FERROVIE DELLO STATO CONTRO CHIARELETTERE E GATTI: IL GIUDICE DOVRÀ RIEMPIRE NORME “IN BIANCO”
Ieri Il Fatto ha raccontato della richiesta di risarcimento danni, per 26 milioni di euro, avanzata da Ferrovie dello Stato nei confronti del giornalista Claudio Gatti e dell’editrice Chiarelettere. Oggi sul caso interviene l’avvocato Oreste Flamminii Minuto
di Oreste Flamminii Minuto
Una richiesta di risarcimento di 20 milioni euro non è uno scherzo, né tantomeno un’esagerazione. Il nostro ordinamento giuridico permette che vengano fatte queste richieste, che appaiono oggettivamente “esose”, anche perché lo stesso ordinamento garantisce che su queste richieste vi sia la protezione - per così dire - della magistratura.
Il nostro sistema è affidato a un giudice che non risiede solo a Berlino. Non è quindi vero che una richiesta esosa sia di per sé una minaccia e non lo è evidentemente quella effettuata dalle Ferrovie dello Stato e Trenitalia dal loro amministratore delegato Ing. Mauro Moretti. Oltretutto il patrocinio del professor Romano Vaccarella, ex giudice costituzionale e valente avvocato esperto in diritto dell’Informazione, toglie ogni dubbio sul carattere “minaccioso” dell’atto di citazione notificato all’Editore di Chiarelettere e all’autore del libro “Fuori orario” Claudio Gatti.

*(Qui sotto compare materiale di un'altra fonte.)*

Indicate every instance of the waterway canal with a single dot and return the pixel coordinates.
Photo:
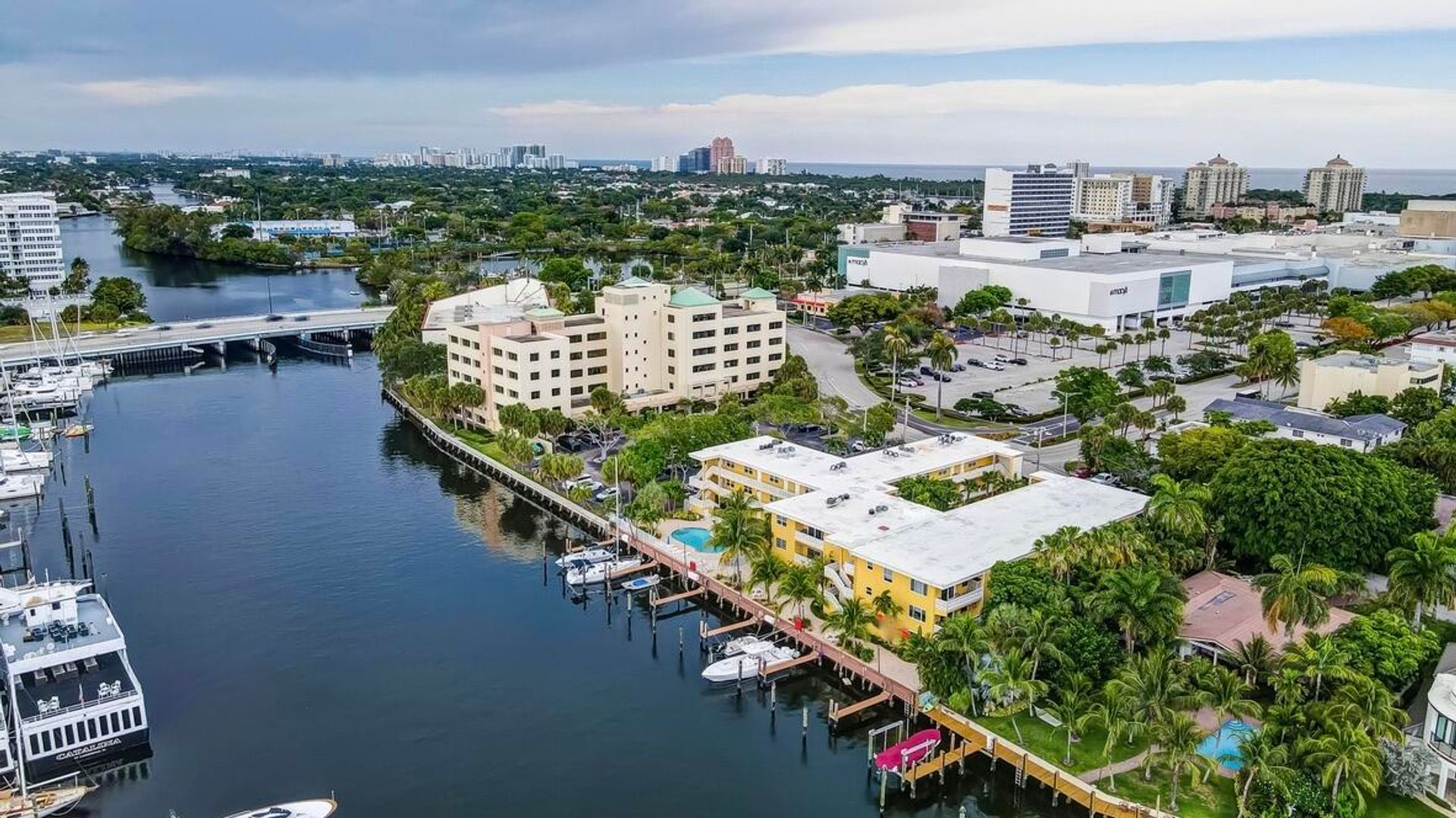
(315, 600)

Da vecchio frequentatore del diritto dell’Informazione, tuttavia, credo di poter fare qualche osservazione di carattere “politico” sulla citazione che ho molto sommariamente letto. Mi è sembrato innanzitutto che una richiesta di risarcimento di 26 milioni di euro, pur non essendo oggettivamente minatoria, non possa non turbare comunque un autore, un giornalista, un editore o un cittadino qualsiasi. L’effetto percepito è sicuramente poco rassicurante e la semplice richiesta viene vissuta come minaccia per una futura attività. In secondo luogo, i “beni giuridici” che si sostiene siano stati lesi (reputazione, onore, dignità, immagine, identità) vengono valutati da un giudice che, pur non essendo lontano da Berlino, tuttavia è condizionato dalla mancanza di parametri oggettivi per riempire norme cosiddette “in bianco”.
La valutazione della lesione e la quantificazione del danno dipendono, infatti, dalla sua cultura che in questo settore non è certo “progressista”. Basti pensare che ci sono voluti 60 anni perché la Corte di Cassazione stabilisse che l’intervistatore non poteva essere accomunato al destino dell’intervistato se quest’ultimo, persona pubblica, avesse riferito opinioni sul terzo che si fosse sentito diffamato.
Infine, la lettura dell’atto di citazione mi ha per l’ennesima volta fatto riflettere sulle richieste di risarcimento e sulle querele in materia di Informazione. Come mai in quasi 60 anni di professione non mi è mai capitata una richiesta di risarcimento alla simbolica “Lire Una” (oggi Euro Uno)? E come mai non mi è ugualmente mai capitato che si facesse ricorso, invece che all’Autorità giudiziaria, al Giurì d’onore, previsto anche dal nostro codice penale che in soli tre mesi (prorogabili di altri tre) deve emettere la sua pronuncia? Io una risposta ce l’avrei. Ma me la tengo per me. Non vorrei sentirmi minacciato da una richiesta, sia pure infondata, di risarcimento danni.